Requiring employees to be proficient in English

Question: Can an employer require proficiency in English? Communication is important to the job, but are there are risks of discrimination?

Answer: In Fletcher Challenge Canada Ltd. v. British Columbia (Council of Human Rights), the Ontario Supreme Court highlighted the importance of language: “In a work environment, language may simply be a means of communicating to accomplish a task. It is the process by which job related information is passed back and forth from employee to employee and/or from employee to anyone he or she meets in the course of performing his or her duties.”

Human rights legislation throughout Canada prohibits discrimination on the basis of several grounds including religion, colour, ancestry, nationality, place of origin and race. It does not, however, specifically prohibit discrimination based on language. Consequently, in order to establish discrimination on the basis of language, it is necessary to establish a link to at least one of the enumerated grounds. In Kennedy v. British Columbia (Ministry of Energy and Mines), the British Columbia Human Rights Tribunal found language discrimination could adversely affect some whose first language wasn’t English because of their ancestry, which can be a ground for discrimination.

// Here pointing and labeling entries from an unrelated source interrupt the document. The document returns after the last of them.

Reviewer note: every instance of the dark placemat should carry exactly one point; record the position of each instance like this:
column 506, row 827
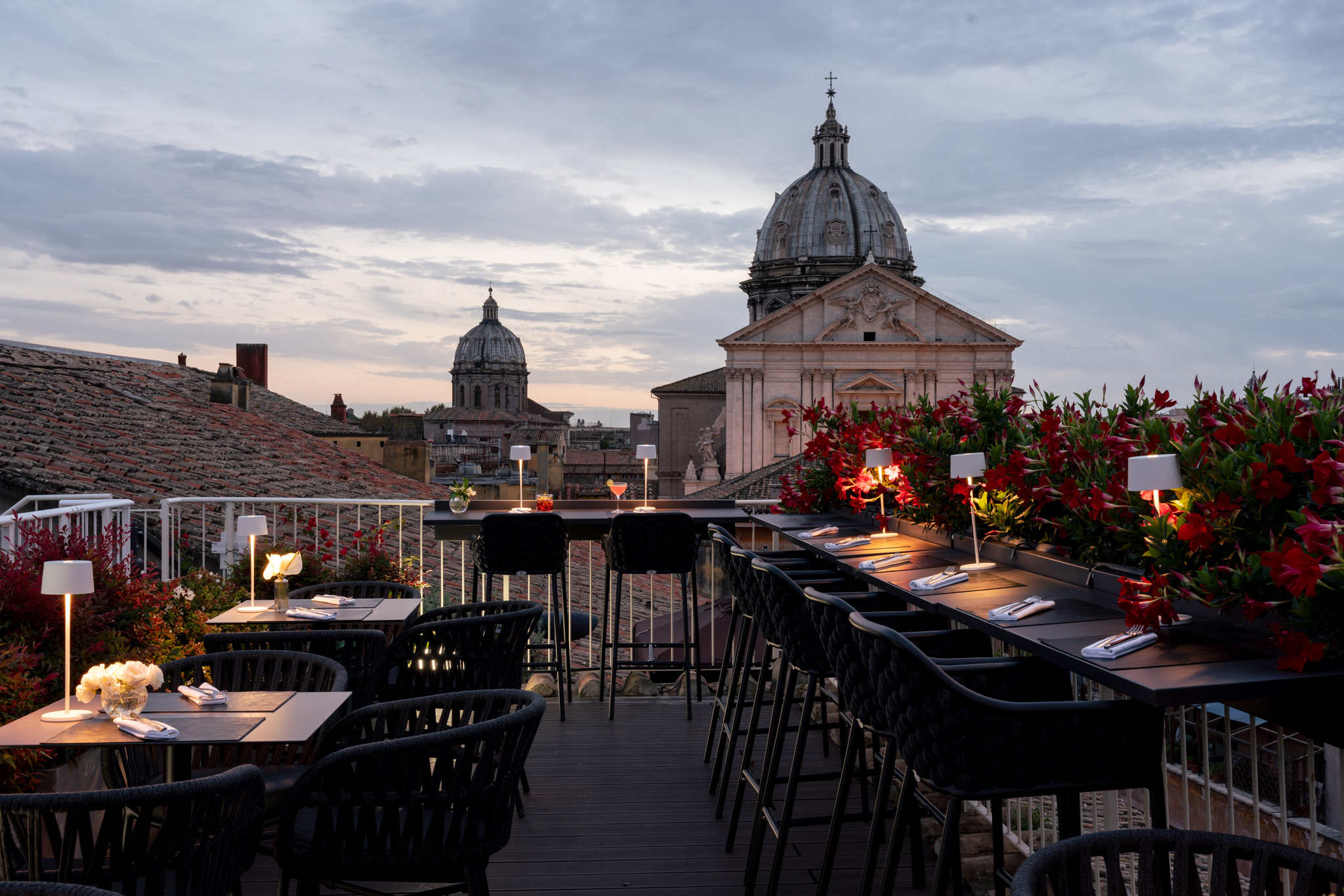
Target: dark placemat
column 1065, row 610
column 977, row 582
column 238, row 702
column 205, row 729
column 1175, row 648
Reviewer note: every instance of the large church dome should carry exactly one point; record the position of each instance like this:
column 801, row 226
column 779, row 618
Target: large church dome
column 823, row 226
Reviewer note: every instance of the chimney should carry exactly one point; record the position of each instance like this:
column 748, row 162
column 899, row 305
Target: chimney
column 253, row 360
column 229, row 387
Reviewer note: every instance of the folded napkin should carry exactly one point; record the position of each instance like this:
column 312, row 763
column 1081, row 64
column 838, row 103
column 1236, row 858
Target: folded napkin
column 1093, row 652
column 143, row 730
column 332, row 598
column 922, row 584
column 303, row 613
column 205, row 695
column 882, row 563
column 1020, row 613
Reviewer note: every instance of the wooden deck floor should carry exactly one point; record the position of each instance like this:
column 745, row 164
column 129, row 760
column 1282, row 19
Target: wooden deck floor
column 624, row 807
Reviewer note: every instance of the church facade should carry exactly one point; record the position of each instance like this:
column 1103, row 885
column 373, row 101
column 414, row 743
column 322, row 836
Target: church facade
column 837, row 314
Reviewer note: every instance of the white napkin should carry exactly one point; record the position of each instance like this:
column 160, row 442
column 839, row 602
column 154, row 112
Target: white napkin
column 144, row 730
column 1093, row 652
column 922, row 584
column 205, row 695
column 882, row 563
column 1022, row 613
column 303, row 613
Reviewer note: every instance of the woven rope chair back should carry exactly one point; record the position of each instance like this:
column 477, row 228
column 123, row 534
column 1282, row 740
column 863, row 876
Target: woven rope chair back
column 960, row 735
column 408, row 789
column 359, row 652
column 520, row 544
column 200, row 836
column 480, row 647
column 792, row 619
column 358, row 590
column 1163, row 861
column 651, row 543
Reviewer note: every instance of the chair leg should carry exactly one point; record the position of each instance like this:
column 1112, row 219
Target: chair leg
column 851, row 757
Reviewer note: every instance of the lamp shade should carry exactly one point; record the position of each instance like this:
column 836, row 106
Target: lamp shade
column 252, row 525
column 968, row 465
column 877, row 457
column 1154, row 472
column 68, row 577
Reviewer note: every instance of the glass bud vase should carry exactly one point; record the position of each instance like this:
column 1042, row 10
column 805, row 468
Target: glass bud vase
column 124, row 702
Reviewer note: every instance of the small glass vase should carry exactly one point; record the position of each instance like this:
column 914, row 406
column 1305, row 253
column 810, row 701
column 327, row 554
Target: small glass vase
column 124, row 702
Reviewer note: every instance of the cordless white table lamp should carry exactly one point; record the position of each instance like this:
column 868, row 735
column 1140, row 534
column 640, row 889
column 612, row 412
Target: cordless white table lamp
column 252, row 527
column 646, row 453
column 520, row 453
column 969, row 466
column 68, row 578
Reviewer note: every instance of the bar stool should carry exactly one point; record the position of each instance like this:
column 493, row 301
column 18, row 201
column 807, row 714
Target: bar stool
column 526, row 544
column 652, row 544
column 999, row 734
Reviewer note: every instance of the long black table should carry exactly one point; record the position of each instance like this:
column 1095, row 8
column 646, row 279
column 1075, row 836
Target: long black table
column 1206, row 661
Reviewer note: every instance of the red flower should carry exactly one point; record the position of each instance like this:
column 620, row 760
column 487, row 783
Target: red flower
column 1196, row 531
column 1269, row 484
column 1297, row 649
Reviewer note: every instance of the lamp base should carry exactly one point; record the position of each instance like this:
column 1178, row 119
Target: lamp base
column 66, row 715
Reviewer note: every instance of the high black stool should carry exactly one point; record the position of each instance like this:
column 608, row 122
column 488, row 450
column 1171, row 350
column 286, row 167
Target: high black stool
column 992, row 735
column 526, row 544
column 651, row 544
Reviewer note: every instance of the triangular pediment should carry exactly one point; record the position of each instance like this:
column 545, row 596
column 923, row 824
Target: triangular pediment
column 872, row 305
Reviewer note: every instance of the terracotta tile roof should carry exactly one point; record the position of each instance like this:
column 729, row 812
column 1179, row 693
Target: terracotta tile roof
column 70, row 424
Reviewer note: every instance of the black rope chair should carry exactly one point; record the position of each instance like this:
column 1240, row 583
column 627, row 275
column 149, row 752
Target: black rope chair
column 524, row 544
column 736, row 655
column 201, row 836
column 654, row 544
column 234, row 670
column 1004, row 733
column 410, row 792
column 1167, row 861
column 463, row 647
column 359, row 652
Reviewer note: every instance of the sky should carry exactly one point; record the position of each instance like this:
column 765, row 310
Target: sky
column 1133, row 188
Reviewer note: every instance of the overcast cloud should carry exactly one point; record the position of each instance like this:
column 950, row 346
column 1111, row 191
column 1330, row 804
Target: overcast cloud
column 1133, row 188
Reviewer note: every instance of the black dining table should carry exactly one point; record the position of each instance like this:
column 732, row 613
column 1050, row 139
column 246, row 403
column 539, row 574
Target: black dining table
column 249, row 718
column 1206, row 660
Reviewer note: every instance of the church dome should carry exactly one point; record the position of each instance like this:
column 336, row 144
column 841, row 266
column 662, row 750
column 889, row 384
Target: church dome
column 490, row 343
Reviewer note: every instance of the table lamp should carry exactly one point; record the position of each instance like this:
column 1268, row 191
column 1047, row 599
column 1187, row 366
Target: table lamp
column 879, row 460
column 646, row 453
column 969, row 466
column 252, row 527
column 1154, row 473
column 68, row 578
column 522, row 455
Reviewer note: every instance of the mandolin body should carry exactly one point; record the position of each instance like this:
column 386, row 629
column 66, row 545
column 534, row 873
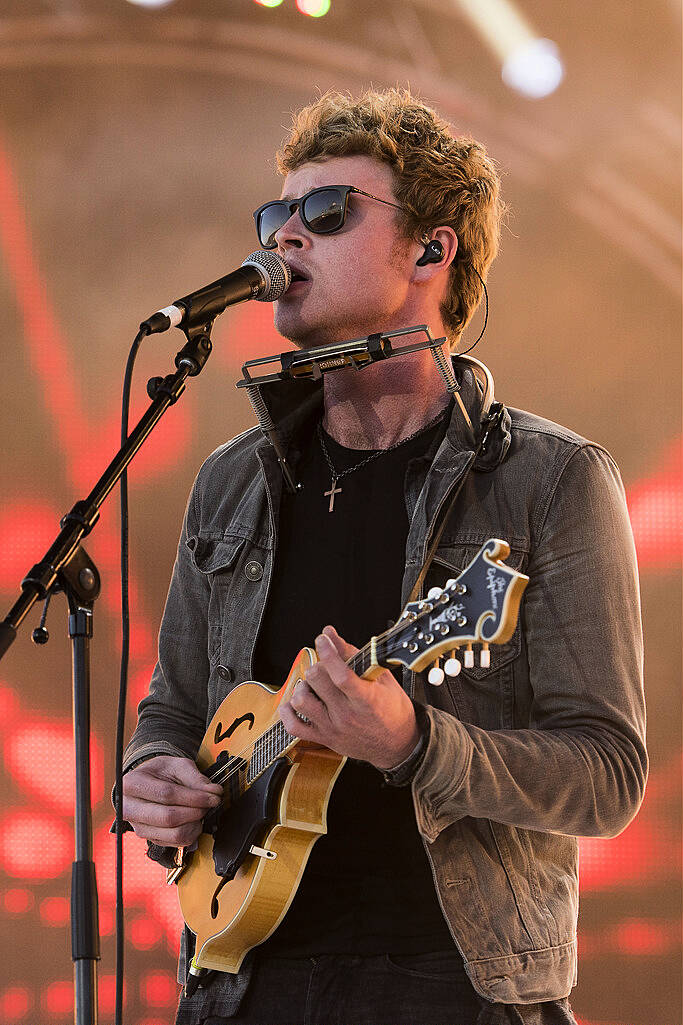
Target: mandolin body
column 231, row 917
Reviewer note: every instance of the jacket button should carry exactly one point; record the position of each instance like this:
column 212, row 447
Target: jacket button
column 253, row 570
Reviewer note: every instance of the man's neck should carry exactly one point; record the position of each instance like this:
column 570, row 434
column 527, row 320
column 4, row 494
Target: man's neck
column 384, row 404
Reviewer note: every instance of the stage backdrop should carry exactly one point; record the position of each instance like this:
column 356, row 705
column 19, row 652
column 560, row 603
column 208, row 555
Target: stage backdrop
column 133, row 146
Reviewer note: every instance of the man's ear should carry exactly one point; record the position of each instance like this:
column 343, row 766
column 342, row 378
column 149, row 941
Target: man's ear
column 439, row 247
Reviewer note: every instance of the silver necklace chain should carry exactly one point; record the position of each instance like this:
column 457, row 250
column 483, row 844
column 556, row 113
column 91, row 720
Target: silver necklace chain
column 336, row 476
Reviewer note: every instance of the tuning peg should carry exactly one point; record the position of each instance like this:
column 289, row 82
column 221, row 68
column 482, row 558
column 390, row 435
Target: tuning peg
column 452, row 666
column 436, row 674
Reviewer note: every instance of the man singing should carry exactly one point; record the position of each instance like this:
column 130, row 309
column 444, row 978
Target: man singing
column 445, row 891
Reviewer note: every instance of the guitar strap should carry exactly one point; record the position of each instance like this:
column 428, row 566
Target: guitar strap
column 490, row 422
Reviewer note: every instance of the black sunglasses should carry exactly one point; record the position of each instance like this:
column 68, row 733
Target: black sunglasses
column 322, row 210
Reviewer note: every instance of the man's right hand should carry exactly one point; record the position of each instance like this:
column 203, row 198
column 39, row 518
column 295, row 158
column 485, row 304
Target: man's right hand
column 166, row 797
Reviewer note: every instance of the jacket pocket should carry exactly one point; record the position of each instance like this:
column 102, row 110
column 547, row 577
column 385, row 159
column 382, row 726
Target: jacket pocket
column 215, row 559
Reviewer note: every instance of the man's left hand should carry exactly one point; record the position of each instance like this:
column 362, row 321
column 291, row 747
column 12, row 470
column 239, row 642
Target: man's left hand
column 369, row 720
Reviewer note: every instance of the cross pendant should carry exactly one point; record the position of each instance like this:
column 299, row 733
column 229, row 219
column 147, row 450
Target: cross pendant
column 332, row 491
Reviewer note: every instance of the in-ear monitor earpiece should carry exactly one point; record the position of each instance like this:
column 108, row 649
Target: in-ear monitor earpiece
column 433, row 251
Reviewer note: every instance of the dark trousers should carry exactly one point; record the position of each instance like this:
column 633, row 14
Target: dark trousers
column 415, row 989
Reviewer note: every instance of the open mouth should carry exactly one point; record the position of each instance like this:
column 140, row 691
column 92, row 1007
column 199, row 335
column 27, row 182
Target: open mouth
column 297, row 276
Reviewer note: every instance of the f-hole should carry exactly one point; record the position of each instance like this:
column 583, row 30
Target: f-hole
column 222, row 734
column 214, row 900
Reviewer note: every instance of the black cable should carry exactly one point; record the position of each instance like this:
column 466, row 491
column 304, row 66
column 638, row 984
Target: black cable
column 123, row 681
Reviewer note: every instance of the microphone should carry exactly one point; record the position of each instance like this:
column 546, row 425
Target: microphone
column 263, row 276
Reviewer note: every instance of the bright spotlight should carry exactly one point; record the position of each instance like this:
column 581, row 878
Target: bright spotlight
column 534, row 69
column 314, row 8
column 530, row 65
column 151, row 3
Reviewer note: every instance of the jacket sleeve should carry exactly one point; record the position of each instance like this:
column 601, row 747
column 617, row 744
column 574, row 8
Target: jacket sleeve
column 580, row 767
column 172, row 716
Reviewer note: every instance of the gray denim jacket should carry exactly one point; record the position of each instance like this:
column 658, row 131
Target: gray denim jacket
column 546, row 745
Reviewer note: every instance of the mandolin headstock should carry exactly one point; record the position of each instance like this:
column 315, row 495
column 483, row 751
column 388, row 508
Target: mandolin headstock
column 480, row 606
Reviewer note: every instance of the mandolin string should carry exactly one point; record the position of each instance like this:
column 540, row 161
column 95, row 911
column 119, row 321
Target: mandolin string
column 382, row 650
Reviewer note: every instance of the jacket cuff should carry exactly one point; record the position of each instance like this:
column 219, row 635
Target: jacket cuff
column 402, row 774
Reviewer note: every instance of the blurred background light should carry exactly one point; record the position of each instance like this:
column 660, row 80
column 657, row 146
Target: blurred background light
column 530, row 65
column 151, row 3
column 314, row 8
column 533, row 69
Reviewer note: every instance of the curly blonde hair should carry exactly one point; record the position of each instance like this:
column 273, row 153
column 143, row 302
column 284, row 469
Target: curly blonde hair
column 439, row 178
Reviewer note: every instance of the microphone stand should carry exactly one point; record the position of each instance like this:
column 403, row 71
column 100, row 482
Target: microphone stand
column 67, row 567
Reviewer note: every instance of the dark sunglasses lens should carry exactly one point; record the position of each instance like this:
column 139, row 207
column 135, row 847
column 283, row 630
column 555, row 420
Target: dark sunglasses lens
column 324, row 210
column 271, row 220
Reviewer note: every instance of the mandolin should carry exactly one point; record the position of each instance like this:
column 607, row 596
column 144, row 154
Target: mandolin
column 236, row 884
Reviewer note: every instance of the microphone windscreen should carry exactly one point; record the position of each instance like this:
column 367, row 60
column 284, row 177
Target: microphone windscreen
column 277, row 273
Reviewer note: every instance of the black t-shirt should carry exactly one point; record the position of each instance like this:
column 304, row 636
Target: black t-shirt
column 367, row 888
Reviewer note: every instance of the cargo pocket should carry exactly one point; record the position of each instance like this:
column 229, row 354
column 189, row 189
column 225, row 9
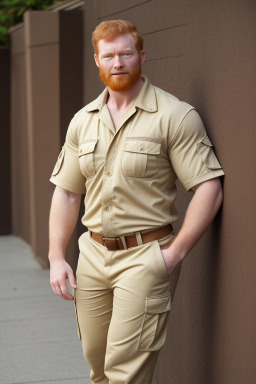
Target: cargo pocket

There have been a number of cases where discrimination by reason of language or mother tongue was found to be prohibited by virtue of it being included under grounds such as “ancestry” or “place of origin.” In Cousens v. Canadian Nurses’ Assn., the Ontario Board of Inquiry found mother tongue was closely associated with ancestry enough that to give preference in employment to a francophone qualified as discrimination based on ancestry.

Employers must proceed cautiously when implementing proficiency in English as a workplace rule. Discrimination based ostensibly upon language while in reality based upon race or national origin would be prohibited.

However, a language restriction or qualification could be justifiable in certain circumstances. English proficiency requirements, as with all job skills and abilities, must be related to the performance of the job in order to constitute a “bona fide occupational qualification.”

What is a reasonable occupational requirement and what is a barrier designed to discriminate against a particular group of people is a question of fact to be determined on a case-by-case basis. For example, it may be reasonable to require a teacher of the deaf be able to communicate with her students by means of sign language.

A bona fide occupational requirement that employees be proficient in English may be justifiable in the workplace for safety or economic reasons. However, refusing to employ someone on the basis of language deficiency, when the ability to communicate in a particular language is not necessary to perform the job, would likely be considered an attempt to discriminate on the basis of race, colour, ancestry or place of origin.

For more information see:

Fletcher Challenge Canada Ltd. v. British Columbia (Council of Human Rights), 1992 CarswellBC 333 (B.C. S.C.).
Kennedy v. British Columbia (Ministry of Energy and Mines), 2000 CarswellBC 2872 (B.C. Human Rights Trib.).
Cousens v. Canadian Nurses’ Assn. (1981), 2 C.H.R.R. D/365 (Ont. Bd. of Inquiry).